Court further find that 154 proceedings were initiated against assessee for rectification of a mistake apparent from record. The proposed rectification, as mentioned in the notice u/s 154 proceedings, is as below:“The following discrepancies have been noticed from the perusal of Balance Sheet, Profit & Loss Account, Auditors report, Computation of Income and other relevant documents submitted by you for the A.Y. 2015-16. during the assessment proceeding. Therefore, the same is proposed to be rectified.

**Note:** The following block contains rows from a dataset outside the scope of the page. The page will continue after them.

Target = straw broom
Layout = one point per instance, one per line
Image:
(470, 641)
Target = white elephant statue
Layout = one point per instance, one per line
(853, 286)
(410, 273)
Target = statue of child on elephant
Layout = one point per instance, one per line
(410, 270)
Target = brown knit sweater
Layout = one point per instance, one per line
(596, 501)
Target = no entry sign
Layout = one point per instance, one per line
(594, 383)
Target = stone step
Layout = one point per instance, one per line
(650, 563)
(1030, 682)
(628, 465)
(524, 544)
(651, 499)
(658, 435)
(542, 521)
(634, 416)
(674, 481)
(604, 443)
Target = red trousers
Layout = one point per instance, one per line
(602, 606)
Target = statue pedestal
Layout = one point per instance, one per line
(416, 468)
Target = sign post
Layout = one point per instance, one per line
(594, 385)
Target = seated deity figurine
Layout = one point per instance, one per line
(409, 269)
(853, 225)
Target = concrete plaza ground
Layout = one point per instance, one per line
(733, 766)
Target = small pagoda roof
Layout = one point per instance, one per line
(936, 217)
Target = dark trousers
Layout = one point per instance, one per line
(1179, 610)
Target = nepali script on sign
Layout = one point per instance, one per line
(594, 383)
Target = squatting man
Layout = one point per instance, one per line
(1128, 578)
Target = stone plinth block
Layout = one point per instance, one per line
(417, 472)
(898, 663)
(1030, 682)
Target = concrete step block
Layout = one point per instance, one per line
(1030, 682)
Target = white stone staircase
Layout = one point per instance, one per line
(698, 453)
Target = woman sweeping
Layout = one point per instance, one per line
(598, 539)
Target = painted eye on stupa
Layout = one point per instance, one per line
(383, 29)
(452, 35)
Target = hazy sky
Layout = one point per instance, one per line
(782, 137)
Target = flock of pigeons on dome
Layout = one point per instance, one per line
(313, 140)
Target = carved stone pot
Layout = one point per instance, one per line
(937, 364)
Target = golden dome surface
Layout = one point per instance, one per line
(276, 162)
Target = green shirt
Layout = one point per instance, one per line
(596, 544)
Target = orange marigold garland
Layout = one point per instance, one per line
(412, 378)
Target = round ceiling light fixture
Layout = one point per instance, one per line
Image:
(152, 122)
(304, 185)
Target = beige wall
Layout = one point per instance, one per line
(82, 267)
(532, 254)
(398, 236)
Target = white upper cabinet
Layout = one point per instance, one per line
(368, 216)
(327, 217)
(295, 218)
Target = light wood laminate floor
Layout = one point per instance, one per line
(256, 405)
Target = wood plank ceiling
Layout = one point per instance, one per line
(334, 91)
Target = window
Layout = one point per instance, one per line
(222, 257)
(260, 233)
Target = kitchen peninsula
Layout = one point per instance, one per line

On perusal of records it was observed that the assessee had sold a property situated at NUH municipal committee at village Hiranthaila for a consideration of Rs.6,32,90,000/- which was purchased in the year 2010-11 for a consideration of Rs.1,75,18,500/- The profit on sale of this agricultural land amounting to Rs.4,57,71,500/- was credited in P & L account while computing income under normal provisions of act claimed the gain not chargeable to tax as the said property was not a capital asset. While computing the Book Profit u/s. 115JB, the gain of Rs.4,57,71,000/- cannot be reduced from Net Profit because the amount credited in

P&L is not exempt in section 10 as the gain is not an agricultural income which is restricted to the nature of income mentioned in section 2(1A) and the instant income is not covered therein.In the light of the Book Profit comes to Rs.4,80,02,457/- and tax including surcharge, EC, SHEC & Interest comes Rs.1,22,83,111/- is short charge.”In view of the above facts and circumstances, the order passed by learned Pr. CIT is not justified. The order passed by the Assessing Officer is neither erroneous nor prejudicial to the interest of the Revenue nor the Assessing Officer has assumed wrong facts while arriving at the conclusion. In view of the above, the order passed by learned Pr. CIT u/s 263 is quashed.

Conclusion

In the result, the appeal of the assessee stands allowed.